Plant Survival and pH

(31) Weighed samples of freshly collected and cleaned samples of Bacopa (BM) and Centella (CA) samples (1-4 g per 100 ml) were added to the bottles with water at pH 6, 7, or 7.8. The bottles were capped and kept in the refrigerator (35 F., 1.7 C.) for 16 weeks. Survival was periodically checked at 2 week, 8 weeks and 16 weeks. Plant survival was estimated by physical and morphological characteristics (leaf and stem color: green, yellow, brown; number of leaves shed; odor, and clarity of water).

(32) Results of pH tests showed Bacopa samples are sensitive to pH, as seen in FIG. 3. Storage of the plant sample at pH 6 showed reduced survival at week 2, of around 50%, which further dropped to 20% by week 8 and down to about 5% by week 16. By comparison, storage at pH 7 exhibited 100% survival at week 2, around 90% survival by week 8 and around 85% survival by week 16. Bacopa also showed good survival at slightly basic pH, with survival around 90% at week 2, 80% survival at week 8 and 70% survival at week 16 when stored at pH 7.8. As such, the plant material handles storage at a very slightly acidic to slightly basic pH, with optimal storage at a neutral pH.

(33) Due to the similarities in the plants, Centella samples are expected to respond in a similar fashion.

Example 4

(34) Weighed samples of freshly collected and cleaned samples of Bacopa (BM) and Centella (CA) samples were added at 1-4 gm per 100 ml to electrolyte-water, pH 7 in bottles. The bottles were capped and kept at room temperature (72 F., 22.2 C.) or in the refrigerator (35 F., 1.7 C.) for 16 weeks, as indicated in Table 1.

(35) Following storage under various conditions the plant material was removed from the water. The plant materials and the water samples from the bottle were immediately frozen till analysis. For analysis the plant material was freeze-dried and powdered. Weighed samples (120-150 mg) were mixed with 1 ml ethanol in a 15 ml centrifuge tube. After vortexing the samples were dispersed using an ultrasonic sonicator. The samples were centrifuged for 10 min; and the supernatant was transferred into a 5 ml volumetric flask. The extraction, sonication and centrifugation were repeated three more times. The extracts were combined and the volume was adjusted to 5 ml. After mixing the samples were filtered using 0.45 m PTEF filter and subjected to liquid chromatography analysis.

(36) For analysis liquid samples (50-200 ml) were freeze dried. The material was re-dissolved in 8 ml methanol and transferred to a 10 ml volumetric flask. The container was rinsed again with 2 ml methanol. The combined solution was adjusted to a volume of 10 ml, mixed thoroughly and filtered using 0.45 m PTEF filter. The filtered sample was subjected to liquid chromatography analysis.

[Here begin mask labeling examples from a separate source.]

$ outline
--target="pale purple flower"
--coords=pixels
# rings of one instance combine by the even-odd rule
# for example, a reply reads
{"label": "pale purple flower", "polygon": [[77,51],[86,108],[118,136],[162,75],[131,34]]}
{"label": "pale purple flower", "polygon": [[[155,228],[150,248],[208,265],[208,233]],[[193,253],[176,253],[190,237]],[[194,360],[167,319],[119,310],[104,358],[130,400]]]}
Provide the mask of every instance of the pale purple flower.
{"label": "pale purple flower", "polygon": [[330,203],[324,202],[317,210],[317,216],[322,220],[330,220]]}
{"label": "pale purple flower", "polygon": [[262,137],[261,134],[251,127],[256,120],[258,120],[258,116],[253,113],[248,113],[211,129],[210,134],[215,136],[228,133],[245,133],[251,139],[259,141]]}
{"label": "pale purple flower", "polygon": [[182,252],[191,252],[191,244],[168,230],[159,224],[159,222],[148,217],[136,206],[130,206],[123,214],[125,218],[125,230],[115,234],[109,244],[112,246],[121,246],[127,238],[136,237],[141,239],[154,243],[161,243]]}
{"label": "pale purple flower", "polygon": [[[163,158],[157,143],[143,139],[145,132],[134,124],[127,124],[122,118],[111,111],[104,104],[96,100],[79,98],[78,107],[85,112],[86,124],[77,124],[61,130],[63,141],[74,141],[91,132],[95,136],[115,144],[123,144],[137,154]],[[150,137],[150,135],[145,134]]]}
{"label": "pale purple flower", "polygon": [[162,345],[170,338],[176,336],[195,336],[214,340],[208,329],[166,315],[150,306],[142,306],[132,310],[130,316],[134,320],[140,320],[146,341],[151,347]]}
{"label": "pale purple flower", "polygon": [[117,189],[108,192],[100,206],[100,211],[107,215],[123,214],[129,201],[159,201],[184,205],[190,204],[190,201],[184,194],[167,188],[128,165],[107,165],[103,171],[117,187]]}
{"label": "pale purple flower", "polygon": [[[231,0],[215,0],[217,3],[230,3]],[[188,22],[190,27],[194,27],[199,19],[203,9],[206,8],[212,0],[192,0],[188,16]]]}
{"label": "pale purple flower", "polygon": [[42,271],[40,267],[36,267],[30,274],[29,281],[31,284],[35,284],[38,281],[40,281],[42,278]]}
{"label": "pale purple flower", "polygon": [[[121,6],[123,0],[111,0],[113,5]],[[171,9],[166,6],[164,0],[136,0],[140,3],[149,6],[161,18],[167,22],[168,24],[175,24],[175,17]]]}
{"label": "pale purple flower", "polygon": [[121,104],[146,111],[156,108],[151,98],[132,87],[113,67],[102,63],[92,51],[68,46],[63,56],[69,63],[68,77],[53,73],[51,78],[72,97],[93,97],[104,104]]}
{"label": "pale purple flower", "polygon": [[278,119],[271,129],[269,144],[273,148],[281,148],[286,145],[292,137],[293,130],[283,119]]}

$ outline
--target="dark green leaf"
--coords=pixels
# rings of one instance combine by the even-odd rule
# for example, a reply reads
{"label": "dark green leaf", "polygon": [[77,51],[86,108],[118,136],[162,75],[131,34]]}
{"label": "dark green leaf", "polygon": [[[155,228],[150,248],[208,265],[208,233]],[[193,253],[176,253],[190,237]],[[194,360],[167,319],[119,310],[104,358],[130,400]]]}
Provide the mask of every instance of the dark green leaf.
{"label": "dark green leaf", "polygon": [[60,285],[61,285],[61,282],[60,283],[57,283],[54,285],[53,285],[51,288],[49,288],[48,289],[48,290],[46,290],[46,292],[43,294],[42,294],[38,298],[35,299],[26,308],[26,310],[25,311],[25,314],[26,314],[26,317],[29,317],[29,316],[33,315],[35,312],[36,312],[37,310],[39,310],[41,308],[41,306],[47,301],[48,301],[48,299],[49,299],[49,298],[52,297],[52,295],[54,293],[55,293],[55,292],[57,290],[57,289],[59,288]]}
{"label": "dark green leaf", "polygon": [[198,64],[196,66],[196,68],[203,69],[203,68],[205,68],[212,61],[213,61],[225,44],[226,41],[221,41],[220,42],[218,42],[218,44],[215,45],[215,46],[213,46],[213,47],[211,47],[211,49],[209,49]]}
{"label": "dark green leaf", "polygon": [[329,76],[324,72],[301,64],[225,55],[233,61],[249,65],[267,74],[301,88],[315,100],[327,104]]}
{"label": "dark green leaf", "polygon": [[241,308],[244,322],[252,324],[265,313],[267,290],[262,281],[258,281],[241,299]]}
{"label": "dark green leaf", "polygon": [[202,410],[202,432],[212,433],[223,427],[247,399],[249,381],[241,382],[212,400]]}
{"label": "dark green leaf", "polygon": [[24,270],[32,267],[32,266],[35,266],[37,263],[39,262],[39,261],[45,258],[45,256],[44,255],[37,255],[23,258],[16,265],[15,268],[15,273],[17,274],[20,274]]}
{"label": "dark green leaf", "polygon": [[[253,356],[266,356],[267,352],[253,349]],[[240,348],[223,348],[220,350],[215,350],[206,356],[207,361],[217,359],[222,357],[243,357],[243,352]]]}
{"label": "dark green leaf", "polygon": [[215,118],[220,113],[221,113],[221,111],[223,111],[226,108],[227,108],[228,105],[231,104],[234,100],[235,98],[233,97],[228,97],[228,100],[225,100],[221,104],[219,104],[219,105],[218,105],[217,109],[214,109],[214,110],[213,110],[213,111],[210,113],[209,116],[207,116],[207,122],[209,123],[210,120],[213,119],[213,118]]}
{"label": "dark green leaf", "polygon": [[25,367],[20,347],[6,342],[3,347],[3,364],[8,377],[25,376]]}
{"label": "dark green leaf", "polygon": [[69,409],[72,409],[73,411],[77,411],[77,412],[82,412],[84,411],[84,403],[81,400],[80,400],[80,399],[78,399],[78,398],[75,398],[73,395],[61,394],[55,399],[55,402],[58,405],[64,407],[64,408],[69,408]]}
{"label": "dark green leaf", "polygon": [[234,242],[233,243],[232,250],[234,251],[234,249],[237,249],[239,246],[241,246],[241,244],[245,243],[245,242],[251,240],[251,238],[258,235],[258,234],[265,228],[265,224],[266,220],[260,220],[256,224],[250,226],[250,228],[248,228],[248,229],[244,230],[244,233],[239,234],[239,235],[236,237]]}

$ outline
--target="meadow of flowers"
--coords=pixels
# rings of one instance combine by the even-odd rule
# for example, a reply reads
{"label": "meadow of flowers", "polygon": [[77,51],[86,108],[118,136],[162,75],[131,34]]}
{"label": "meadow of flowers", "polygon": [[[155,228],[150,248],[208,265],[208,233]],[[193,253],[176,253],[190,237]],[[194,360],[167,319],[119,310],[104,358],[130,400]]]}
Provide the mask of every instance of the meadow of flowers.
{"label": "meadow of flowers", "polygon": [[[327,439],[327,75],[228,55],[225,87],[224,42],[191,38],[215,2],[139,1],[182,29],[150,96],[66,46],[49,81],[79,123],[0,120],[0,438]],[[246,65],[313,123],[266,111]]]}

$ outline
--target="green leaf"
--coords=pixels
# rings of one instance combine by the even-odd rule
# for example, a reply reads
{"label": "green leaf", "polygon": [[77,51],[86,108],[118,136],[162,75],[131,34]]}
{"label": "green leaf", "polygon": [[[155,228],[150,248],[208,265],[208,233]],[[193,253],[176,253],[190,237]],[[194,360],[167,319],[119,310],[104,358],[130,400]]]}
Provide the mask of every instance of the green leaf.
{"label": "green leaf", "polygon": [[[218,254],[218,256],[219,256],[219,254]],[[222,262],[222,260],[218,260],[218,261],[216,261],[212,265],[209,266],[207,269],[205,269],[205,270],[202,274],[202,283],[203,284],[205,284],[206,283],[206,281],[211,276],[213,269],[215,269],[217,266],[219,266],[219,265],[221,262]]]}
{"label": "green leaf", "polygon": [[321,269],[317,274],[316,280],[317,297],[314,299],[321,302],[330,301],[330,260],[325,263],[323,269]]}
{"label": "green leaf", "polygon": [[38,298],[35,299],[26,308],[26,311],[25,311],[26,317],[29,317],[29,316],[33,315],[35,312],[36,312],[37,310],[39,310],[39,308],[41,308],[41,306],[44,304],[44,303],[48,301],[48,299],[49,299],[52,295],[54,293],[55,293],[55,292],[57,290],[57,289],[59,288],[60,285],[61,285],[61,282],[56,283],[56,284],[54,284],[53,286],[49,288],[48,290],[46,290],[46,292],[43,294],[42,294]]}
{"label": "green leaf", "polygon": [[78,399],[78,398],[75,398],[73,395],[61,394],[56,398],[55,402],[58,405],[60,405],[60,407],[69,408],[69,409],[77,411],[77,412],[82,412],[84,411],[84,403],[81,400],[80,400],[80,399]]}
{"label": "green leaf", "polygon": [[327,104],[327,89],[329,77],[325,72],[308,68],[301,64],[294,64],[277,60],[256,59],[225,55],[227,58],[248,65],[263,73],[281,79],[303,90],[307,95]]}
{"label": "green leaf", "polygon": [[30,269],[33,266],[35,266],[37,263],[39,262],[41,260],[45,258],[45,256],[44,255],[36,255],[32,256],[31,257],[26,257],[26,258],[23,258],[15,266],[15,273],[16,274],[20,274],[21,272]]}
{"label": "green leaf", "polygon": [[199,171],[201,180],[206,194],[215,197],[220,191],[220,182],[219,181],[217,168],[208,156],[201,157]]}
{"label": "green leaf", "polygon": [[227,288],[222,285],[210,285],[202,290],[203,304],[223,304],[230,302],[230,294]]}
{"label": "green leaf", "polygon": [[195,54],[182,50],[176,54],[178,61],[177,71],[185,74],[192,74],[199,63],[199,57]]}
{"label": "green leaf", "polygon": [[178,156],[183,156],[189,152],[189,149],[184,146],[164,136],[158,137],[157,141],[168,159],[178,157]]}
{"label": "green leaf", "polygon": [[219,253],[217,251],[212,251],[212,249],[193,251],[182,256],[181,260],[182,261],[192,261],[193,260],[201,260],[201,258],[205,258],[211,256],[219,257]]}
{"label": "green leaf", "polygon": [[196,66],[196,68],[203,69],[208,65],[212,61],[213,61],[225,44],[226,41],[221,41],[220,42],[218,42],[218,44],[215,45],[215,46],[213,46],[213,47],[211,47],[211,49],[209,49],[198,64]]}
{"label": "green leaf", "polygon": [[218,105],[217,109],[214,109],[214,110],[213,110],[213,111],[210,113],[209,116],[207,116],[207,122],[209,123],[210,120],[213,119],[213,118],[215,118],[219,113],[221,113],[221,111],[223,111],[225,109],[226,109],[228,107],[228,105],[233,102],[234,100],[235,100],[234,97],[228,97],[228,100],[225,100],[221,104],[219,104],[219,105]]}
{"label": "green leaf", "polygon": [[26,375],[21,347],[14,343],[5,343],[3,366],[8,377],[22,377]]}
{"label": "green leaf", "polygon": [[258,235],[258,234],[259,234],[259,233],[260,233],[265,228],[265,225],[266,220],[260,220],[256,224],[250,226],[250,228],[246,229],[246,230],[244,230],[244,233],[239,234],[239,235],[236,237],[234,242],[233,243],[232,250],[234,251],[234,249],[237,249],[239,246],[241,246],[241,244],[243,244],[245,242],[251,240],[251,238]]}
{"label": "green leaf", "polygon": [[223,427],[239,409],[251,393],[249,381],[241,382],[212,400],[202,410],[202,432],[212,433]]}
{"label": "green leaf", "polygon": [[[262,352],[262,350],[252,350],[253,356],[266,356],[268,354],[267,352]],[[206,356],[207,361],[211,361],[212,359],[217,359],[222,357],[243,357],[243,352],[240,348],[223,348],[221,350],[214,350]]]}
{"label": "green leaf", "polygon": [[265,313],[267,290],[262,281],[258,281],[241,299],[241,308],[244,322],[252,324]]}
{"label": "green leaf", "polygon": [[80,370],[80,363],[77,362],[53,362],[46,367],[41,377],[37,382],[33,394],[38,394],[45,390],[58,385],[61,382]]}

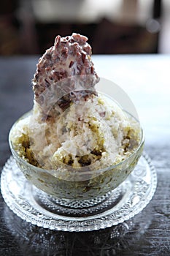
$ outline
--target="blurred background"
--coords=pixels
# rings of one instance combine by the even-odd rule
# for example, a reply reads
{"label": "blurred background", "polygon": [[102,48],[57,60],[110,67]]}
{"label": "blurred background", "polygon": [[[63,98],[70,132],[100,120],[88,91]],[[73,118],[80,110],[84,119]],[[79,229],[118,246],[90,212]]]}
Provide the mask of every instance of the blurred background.
{"label": "blurred background", "polygon": [[42,54],[72,32],[89,38],[93,54],[170,53],[170,1],[1,1],[1,56]]}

(37) The phytochemical levels were quantified by HPLC method previously described (Phrompittayarat W, Jetiyanon K, et al; Influence of seasons, different plant parts, and plant growth stages on saponin quantity and distribution in Bacopa monnieri. Songklanakarin J. Sci. Technol. 33(2), 193-199, 2011). The HPLC method was validated for linearity, limit of detection, precision and accuracy. The accuracy of the method was determined by analyzing the prepared sample following addition of known amounts of standard saponins.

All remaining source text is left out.